OpNS come un protocollo di alto-rendimento è stato utilizzato anche per studiare il meccanismo di proteine tramite l'esame di centinaia di campioni di piccole proteine, come CETP che è stato vincolanti per varie proteine in una serie di condizioni (tra cui CETP interagendo a 4 classi di lipoproteine, ricombinati HDL, plasma HDL, LDL e VLDL, con / senza 2 anticorpi, H300 e N13, sotto volte 9 di incubazione, di cui 3 min, 20 min, 1 ora, 2 ore, 4 ore, 8 ore, 24 ore, 48 ore e 72 ore, sotto i 4 rapporti molari, cioè 1: 0.5, 1: 1, 1: 2, 1: 4, e 3 diluizioni, cioè 0,1 mg / ml, 0,01 mg / ml e 0,001 mg / ml, oltre a campioni di controllo supplementari, tra cui solo CETP, solo LDL, VLDL e da solo, con le prove triple di esperimenti di cui sopra da parte di persone diverse) 6,29. OpNS immagini di CETP fornito immagini ad alto contrasto con ragionevolmente piccoli dettagli strutturali; che ci permette di ricostruire con successo una mappa di densità 3D del 53 kDa small proteina CETP (Figura 3D - F) per singola particella ricostruzione. Inoltre, le immagini ad alto contrasto OpNS ci forniscono un segnale sufficiente da una proteina individuo (Figura 4A - C), che ci ha permesso di raggiungere la risoluzione intermedia (~ 1.5 nm) di un singolo (un oggetto, non media) struttura IgG 3D attraverso il metodo (Figura 4E - J) individuale-particelle di elettroni tomografia (IPET) 5. La descrizione dettagliata della strategia IPET ricostruzione, la metodologia, i processi di step-by-step e l'analisi di variazione strutturale sono stati precedentemente segnalati 4. Un film sulle procedure di ricostruzione di anticorpi IPET, comprese le immagini crude e risultati intermedi, densità mappa 3D e attracco strutturale era disponibile anche al pubblico caricato su YouTube 5. Confronto delle ricostruzioni 3D da diverse particelle anticorpali individuali potrebbe rivelare le dinamiche di proteine e cmodifiche onformational durante le reazioni chimiche 4,5.

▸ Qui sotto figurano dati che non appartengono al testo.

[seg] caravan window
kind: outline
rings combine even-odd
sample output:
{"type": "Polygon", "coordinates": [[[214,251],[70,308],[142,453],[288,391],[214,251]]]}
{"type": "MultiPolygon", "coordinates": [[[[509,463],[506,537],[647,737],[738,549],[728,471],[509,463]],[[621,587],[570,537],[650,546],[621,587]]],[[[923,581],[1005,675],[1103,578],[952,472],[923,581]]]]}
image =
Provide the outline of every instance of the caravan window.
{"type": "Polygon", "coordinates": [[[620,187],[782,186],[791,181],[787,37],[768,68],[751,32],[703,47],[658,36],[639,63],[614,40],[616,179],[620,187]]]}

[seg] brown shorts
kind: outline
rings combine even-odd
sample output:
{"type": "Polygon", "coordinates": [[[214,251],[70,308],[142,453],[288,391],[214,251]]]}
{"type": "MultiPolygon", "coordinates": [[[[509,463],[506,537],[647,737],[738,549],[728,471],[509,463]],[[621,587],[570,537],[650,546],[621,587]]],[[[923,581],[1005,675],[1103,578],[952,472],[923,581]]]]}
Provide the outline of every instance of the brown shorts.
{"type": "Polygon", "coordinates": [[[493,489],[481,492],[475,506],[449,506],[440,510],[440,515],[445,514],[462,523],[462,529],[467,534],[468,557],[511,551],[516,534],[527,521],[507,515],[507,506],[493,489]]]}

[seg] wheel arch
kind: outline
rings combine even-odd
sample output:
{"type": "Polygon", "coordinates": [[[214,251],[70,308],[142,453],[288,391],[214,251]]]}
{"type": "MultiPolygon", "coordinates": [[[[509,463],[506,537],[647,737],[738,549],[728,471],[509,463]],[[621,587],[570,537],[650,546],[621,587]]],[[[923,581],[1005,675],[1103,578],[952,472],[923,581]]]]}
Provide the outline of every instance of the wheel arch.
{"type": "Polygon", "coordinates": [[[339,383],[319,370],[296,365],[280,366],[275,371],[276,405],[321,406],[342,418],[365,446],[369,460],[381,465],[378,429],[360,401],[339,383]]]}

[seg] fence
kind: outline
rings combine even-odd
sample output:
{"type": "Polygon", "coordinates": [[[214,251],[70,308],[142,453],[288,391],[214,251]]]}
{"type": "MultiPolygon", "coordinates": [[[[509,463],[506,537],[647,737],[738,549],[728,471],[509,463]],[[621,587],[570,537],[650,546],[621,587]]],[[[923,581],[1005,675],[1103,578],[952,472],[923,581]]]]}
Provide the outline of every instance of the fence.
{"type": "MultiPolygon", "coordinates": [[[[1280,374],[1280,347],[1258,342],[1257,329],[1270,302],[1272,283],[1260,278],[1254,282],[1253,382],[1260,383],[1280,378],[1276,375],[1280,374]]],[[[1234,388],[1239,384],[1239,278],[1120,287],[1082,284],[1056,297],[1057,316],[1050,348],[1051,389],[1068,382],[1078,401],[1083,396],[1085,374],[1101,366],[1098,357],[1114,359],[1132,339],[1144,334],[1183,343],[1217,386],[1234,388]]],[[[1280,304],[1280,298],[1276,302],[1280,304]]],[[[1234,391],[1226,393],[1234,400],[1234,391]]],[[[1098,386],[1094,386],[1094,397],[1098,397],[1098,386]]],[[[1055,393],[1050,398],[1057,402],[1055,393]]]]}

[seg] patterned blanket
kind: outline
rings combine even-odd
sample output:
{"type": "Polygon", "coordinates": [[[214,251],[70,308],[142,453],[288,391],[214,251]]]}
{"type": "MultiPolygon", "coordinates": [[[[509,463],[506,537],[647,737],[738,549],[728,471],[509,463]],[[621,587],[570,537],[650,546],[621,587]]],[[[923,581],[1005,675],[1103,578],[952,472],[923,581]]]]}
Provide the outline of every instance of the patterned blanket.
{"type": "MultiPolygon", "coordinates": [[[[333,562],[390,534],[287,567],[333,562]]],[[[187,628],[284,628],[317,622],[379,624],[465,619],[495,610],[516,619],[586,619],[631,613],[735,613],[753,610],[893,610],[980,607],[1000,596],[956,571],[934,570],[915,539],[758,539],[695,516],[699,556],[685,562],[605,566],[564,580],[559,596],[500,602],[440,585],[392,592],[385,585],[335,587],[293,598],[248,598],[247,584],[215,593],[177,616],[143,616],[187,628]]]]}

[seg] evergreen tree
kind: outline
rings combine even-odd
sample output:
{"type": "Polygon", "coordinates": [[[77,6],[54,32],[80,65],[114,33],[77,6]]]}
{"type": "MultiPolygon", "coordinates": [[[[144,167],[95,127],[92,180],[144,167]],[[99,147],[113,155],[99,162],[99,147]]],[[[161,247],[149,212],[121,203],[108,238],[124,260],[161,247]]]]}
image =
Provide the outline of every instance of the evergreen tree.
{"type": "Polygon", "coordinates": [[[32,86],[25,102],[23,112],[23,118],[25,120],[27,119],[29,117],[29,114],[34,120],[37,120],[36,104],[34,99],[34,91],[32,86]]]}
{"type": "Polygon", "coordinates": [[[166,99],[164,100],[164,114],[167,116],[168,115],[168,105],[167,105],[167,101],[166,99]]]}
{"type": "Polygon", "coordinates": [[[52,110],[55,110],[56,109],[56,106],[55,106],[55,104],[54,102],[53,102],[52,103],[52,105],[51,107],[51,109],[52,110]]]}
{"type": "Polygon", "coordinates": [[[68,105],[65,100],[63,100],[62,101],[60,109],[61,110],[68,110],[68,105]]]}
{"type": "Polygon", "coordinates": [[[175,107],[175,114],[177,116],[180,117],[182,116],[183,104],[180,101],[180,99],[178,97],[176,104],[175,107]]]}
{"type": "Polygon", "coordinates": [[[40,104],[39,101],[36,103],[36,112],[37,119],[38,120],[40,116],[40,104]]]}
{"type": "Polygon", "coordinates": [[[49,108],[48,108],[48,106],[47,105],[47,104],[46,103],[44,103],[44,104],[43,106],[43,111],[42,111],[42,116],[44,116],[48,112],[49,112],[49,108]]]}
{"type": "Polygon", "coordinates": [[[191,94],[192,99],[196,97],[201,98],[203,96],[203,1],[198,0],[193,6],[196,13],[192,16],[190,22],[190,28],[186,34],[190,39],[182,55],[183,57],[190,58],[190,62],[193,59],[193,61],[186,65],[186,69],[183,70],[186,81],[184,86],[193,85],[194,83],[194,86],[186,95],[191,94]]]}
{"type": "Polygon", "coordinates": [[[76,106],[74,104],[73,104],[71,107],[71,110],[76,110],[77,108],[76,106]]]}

Considerando che oltre il 50% di proteine hanno massa molecolare compreso 40-200 kDa 1,2, il successo di imaging in queste piccole proteine evidenziato che il metodo OpNS è uno strumento utile per spingere il confine EM convenzionale verso le piccole e asimmetriche determinazioni strutturali e scoperte meccanismo . Pertanto, il protocollo dettagliato è fornito come sotto.